そもそも、韓国人の両親のもとで日本で生まれ育って、インターナショナルスクールに学んだというコスモポリタンなバックグラウンドが、かけがえのないJYONGRIというアーティストを生み出したのは間違いない。シークレットゲストといいながら、他のアーティストのステージを後ろの方で姿を見せてみていた。ただ自分も含めgee-geのお客さんで、Jyongriだと気付く人がほとんどいなかった様だが。

今夜、歌ってくれたオリジナルのMaybe Somedayは、メジャー7枚目のシングルで、オリコンチャートで最高23位までいったとか。
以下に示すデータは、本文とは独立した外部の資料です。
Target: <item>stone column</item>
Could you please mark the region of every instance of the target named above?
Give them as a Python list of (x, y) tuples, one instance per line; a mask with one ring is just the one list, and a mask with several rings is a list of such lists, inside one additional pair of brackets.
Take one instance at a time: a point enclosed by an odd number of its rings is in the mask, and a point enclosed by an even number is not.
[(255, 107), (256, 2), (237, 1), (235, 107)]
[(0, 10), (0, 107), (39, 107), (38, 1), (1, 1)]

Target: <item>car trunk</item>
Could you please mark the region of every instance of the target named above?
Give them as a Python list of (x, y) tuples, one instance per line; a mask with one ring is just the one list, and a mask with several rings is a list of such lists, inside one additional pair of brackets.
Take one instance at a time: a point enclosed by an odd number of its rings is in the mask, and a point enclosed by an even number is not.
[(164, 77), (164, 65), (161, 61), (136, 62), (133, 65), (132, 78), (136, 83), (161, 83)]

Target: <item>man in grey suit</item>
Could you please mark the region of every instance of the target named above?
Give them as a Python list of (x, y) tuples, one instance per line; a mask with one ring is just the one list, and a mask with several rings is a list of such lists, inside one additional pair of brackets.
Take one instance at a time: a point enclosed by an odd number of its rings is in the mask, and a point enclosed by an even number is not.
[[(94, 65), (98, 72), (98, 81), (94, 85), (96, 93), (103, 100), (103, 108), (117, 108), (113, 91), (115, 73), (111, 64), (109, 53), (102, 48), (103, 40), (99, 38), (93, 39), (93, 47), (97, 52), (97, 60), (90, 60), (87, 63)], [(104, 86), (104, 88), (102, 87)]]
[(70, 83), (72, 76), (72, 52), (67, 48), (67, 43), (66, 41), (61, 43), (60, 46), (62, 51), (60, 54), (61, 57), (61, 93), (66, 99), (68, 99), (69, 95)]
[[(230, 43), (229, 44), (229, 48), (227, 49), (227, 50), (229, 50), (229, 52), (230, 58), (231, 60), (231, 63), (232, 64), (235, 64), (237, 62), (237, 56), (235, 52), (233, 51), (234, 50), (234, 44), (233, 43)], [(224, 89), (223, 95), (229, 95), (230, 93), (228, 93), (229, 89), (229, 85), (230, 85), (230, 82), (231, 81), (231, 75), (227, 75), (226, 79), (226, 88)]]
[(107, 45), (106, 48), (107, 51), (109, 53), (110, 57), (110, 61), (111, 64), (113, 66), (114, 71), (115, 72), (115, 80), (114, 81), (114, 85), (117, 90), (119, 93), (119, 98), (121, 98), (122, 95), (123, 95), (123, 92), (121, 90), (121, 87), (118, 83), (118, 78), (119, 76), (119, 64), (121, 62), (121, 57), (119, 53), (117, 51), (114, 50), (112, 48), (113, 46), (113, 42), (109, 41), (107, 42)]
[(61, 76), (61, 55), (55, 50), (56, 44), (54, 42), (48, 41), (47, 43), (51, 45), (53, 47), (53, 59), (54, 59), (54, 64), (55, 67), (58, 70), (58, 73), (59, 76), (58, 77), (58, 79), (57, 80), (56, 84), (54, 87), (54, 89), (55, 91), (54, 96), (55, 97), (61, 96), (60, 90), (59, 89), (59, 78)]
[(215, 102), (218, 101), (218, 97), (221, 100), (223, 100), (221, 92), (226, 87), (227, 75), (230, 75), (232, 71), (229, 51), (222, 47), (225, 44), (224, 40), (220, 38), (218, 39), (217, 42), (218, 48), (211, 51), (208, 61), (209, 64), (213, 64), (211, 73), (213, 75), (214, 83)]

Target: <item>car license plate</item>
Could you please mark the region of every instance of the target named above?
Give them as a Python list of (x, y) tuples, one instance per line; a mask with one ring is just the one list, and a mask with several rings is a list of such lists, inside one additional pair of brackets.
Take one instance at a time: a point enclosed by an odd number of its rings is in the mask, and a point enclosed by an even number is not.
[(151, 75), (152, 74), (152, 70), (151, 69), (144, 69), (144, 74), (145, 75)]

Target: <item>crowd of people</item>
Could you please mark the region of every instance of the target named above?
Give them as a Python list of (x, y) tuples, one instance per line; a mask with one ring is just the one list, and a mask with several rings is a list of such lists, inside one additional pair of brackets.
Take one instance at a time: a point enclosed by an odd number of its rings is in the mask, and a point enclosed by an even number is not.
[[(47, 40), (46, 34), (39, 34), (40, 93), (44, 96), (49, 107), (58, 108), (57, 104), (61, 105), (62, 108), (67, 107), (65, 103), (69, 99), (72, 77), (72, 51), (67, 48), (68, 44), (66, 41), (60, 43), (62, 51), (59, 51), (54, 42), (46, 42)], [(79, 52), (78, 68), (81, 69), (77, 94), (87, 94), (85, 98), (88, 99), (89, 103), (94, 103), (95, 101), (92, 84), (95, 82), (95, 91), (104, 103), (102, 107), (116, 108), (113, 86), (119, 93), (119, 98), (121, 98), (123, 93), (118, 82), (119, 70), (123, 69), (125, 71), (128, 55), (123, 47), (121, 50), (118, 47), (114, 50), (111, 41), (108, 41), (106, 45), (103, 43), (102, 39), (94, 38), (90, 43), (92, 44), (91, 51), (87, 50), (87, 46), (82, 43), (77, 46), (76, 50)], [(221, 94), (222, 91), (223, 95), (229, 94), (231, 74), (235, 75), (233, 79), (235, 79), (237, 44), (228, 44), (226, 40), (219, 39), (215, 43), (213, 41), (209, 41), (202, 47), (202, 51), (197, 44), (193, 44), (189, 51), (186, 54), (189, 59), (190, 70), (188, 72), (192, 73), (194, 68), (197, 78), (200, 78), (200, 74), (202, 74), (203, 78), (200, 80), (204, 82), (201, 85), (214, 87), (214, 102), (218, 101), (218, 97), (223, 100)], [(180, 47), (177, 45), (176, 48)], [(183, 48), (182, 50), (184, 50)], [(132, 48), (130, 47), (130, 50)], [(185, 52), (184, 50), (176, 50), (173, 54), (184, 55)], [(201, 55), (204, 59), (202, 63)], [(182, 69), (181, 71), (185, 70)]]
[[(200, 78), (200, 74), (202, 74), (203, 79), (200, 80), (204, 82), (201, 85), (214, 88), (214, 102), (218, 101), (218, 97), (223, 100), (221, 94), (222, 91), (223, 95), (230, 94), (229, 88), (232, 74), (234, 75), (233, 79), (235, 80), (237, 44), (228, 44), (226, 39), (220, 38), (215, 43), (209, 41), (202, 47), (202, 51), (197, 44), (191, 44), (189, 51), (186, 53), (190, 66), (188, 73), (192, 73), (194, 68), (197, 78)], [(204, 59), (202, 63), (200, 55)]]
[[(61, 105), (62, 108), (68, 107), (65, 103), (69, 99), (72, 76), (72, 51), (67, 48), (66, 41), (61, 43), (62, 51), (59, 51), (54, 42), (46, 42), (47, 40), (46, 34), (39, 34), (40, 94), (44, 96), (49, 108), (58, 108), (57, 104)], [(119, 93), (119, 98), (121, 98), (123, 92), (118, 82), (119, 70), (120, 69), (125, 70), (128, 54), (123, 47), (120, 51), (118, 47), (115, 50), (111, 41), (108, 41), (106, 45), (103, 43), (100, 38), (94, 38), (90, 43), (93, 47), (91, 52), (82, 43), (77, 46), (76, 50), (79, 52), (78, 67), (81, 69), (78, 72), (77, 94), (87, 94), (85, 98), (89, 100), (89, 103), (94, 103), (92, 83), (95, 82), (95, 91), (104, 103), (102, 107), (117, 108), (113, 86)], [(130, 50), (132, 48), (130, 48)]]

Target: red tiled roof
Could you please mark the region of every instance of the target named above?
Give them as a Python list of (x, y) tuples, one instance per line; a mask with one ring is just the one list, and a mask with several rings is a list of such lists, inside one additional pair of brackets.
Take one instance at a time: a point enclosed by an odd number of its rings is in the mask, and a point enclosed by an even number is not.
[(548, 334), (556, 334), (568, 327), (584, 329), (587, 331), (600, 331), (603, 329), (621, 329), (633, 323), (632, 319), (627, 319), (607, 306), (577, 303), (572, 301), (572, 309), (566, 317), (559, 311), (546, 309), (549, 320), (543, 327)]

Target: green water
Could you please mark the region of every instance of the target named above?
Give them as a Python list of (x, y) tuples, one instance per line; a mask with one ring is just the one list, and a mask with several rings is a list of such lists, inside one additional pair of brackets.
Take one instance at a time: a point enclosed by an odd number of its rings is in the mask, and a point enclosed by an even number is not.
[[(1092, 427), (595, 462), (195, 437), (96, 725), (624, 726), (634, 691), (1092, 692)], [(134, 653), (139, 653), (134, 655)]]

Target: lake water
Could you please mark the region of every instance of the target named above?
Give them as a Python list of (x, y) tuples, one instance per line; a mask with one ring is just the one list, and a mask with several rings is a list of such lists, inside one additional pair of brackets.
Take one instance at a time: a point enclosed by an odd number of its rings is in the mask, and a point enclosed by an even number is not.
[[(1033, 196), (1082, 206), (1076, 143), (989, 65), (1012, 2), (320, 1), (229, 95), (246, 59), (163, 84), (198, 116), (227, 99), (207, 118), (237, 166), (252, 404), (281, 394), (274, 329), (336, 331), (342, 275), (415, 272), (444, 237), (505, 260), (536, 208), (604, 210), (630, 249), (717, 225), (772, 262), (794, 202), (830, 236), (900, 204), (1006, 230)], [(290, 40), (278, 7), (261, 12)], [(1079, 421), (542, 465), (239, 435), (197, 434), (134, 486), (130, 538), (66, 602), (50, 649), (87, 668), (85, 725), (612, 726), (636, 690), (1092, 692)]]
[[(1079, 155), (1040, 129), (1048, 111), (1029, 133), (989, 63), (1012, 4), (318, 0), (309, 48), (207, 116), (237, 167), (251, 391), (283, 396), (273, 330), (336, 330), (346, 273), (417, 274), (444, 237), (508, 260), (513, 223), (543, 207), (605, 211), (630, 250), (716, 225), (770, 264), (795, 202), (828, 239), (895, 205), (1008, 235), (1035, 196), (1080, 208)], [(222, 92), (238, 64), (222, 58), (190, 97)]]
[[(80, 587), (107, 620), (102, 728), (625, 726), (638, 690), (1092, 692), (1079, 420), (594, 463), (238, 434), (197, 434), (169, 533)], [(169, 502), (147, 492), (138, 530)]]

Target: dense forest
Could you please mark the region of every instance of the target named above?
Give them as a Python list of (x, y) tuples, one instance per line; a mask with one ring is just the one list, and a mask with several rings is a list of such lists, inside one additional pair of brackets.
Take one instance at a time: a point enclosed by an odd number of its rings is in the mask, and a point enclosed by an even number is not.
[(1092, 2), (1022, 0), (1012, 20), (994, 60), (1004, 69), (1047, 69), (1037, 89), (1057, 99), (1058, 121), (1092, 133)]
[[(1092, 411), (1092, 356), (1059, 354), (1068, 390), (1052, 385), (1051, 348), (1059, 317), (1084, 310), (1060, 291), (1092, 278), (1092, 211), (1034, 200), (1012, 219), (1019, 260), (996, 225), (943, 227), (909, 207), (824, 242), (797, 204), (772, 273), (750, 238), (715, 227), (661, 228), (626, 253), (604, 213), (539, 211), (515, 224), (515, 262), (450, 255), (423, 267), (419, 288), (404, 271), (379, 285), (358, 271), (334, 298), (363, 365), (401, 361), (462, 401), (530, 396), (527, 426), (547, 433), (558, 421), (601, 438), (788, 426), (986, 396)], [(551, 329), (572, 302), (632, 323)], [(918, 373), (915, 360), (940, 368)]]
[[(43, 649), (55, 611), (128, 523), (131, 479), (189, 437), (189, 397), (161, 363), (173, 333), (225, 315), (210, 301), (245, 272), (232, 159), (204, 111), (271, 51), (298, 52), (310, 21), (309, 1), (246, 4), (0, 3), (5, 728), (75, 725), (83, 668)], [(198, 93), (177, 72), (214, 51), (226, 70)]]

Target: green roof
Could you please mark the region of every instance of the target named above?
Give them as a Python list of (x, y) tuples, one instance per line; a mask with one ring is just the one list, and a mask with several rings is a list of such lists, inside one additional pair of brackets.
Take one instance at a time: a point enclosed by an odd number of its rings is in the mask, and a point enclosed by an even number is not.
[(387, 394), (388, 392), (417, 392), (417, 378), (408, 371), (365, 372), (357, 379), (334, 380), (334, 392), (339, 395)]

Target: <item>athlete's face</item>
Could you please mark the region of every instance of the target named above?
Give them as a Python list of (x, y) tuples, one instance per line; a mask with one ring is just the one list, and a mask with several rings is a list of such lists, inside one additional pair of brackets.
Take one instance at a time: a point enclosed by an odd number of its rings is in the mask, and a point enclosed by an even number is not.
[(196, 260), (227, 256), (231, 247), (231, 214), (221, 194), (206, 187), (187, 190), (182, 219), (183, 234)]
2006年にメジャーして、シングル9枚、アルバム3枚を発売し、それぞれがCMソングやテレビドラマの主題歌になっている。

いかにも王道な楽曲で、さすがメジャー。gee-geのような100席弱の小さなライブハウスで、目の前で彼女の弾き語りを見られたのはラッキー。今夜はアリシア・ケイのバラードを2曲カバーするなど、本人が「普段歌わないカバー」という構成で、しっとりした大人のステージで魅せてくれた。

でも彼女、大学生でまだ23歳。同世代の多くのインディーズの女の子が、このgee-geで歌っているが、どこか次元が違う。広く深い音楽的なバックグラウンドや、勝負する水準を高くしないと、幼い楽曲で満足してインディーズから一歩も先に進めなくなる。

1)Diary (Alicia Keysカバー)
2)Make You Feel My Love (Adeleカバー)
3)Maybe Someday
4)First Goodbye
5)Some People Want It All (Alicia Keysカバー)


さあそして、トリは「はいざらこうかん」だ。野郎ばかりのバンドだが、こいつらが、また音楽を心から楽しんでるといったステージで、見ていてとても楽しくなってくる。

今日の編成は、ボーカル&アコギの七種麗夢、ベースの七種麗生という兄弟と、ちょっとイケメンのキーボード加藤ようへい、サポートドラムの4人。その演奏は、とても明るく、都会的なおしゃれさも。若造ではないが、中年でもない。そんな彼らが、湘南の潮の香りが漂うようなゆったりしたリズムで、
思わず体を揺らさずにいられない素敵なグルーヴを作り出す。

曲名は分からないが、そんなことはどうでもよい感じ。解放しよう。最前列でノリまくっていた幸田大和くん(ニューヨークと自転車)が、会場ににぎやかさを大いに加えていた(笑)今度、はいざらと自転車というツーマンやるそうで、それも好きな人には楽しみだろうなあ。確かにこの2組、似ている。音楽が楽しいよね。

がっつり、力がある7組の競演。長丁場だったが、かなり楽しい夜でした。